Comunicato stampa di martedì 29 aprile 2025, ore 11.35

L’Alleanza Diversità Mediatica prende atto con soddisfazione che la Commissione delle comunicazioni del Consiglio nazionale (CdC-N) ha respinto l’iniziativa per il dimezzamento con un rapporto di due a uno. Alla luce della disinformazione dilagante e del crollo degli introiti pubblicitari, sarebbe miope indebolire in modo massiccio l’azienda mediatica pubblica. La riduzione del canone da 335 a 300 franchi, imposta dal Consiglio federale con un’ordinanza, è già una cura drastica per la SSR.

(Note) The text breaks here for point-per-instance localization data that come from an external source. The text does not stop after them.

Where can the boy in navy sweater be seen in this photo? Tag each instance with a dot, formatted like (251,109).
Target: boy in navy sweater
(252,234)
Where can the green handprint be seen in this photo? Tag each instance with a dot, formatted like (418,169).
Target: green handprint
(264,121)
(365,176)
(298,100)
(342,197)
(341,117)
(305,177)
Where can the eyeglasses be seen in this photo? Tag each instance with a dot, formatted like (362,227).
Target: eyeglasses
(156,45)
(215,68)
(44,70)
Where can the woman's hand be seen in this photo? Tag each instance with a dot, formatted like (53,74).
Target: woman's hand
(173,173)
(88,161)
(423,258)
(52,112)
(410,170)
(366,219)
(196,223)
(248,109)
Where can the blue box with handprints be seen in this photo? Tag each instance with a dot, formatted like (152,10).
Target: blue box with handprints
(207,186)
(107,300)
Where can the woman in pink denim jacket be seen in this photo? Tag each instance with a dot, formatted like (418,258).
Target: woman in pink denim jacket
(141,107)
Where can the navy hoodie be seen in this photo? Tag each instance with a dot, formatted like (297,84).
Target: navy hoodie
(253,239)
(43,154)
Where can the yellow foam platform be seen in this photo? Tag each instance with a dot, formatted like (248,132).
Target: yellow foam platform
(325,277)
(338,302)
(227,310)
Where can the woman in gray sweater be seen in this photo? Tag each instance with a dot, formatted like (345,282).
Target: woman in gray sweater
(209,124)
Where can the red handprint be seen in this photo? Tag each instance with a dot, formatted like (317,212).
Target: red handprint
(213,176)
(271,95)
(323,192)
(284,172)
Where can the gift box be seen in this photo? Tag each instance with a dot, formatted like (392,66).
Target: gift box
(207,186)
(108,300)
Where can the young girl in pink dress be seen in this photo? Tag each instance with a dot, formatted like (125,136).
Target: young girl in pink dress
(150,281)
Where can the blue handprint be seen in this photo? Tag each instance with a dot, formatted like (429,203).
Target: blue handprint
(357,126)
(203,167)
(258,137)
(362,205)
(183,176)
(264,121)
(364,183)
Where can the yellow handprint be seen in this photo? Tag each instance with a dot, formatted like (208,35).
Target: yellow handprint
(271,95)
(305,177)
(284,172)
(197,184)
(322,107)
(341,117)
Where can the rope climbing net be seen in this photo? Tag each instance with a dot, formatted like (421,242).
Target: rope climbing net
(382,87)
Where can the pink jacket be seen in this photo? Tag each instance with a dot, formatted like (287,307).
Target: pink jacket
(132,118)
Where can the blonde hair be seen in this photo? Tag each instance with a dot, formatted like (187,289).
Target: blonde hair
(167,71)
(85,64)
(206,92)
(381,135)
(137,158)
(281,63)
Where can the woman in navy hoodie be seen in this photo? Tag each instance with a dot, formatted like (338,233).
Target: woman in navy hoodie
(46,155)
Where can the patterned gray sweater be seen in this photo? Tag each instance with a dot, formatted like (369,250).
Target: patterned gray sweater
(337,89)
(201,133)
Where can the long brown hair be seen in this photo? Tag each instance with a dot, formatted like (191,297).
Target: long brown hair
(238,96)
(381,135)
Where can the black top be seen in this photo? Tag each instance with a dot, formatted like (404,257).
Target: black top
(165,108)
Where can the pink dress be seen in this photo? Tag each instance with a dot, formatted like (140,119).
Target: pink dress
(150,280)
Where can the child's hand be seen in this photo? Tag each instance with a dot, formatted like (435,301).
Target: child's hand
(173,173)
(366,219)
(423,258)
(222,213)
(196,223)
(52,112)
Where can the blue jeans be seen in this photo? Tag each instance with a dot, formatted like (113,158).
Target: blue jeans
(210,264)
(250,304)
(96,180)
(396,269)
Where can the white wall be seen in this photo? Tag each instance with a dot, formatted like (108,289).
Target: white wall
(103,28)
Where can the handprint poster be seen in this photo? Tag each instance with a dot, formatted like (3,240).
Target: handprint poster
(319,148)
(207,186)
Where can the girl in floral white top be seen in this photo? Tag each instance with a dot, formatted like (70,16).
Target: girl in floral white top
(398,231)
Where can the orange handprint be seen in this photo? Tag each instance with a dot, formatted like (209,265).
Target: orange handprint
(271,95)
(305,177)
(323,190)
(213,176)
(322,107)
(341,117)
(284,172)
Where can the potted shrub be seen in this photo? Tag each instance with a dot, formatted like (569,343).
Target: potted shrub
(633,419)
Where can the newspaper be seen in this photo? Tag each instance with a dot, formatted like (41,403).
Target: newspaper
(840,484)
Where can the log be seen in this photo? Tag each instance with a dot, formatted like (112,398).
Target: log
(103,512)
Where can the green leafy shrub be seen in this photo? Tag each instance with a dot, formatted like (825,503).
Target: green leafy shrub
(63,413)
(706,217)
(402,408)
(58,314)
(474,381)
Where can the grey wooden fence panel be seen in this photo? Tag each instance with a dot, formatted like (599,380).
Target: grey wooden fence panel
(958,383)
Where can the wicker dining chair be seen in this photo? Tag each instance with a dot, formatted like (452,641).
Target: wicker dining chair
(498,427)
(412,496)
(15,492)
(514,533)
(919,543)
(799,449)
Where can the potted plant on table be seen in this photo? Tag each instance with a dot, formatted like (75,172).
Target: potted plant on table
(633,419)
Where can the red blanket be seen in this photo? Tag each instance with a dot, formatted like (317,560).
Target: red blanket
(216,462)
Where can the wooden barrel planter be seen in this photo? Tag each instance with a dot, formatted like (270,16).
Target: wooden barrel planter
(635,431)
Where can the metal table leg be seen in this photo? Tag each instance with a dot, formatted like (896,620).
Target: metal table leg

Il taglio del 17% al budget comporterà una drastica riduzione dell’offerta. Come hanno dimostrato le ultime settimane, ciò è oggetto di aspre critiche da parte del pubblico (cancellazione del programma scientifico «Wissenschaftsmagazin» e del programma economico «Trend» su Radio SRF, nonché del programma di intrattenimento televisivo «G&G – Gesichter und Geschichten»).

Dal punto di vista dell’Alleanza Diversità Mediatic a è chiaro: «Se l’iniziativa per il dimezzamento verrà approvata, la Svizzera rischia di ritrovarsi con un sistema mediatico simile a quello degli Stati Uniti. Il mercato non lo regola, ma distrugge un’offerta diversificata. Per la Svizzera questo significa che chi dimezza i media li distrugge».

Da oltre tre anni l’Alleanza Diversità Mediatica è in prima linea nella lotta contro l’iniziativa di dimezzamento. Attualmente conta circa 4000 persone e 22 organizzazioni, dalla Federazione svizzera dei sordi a Swiss Olympic fino alla IG Volkskultur.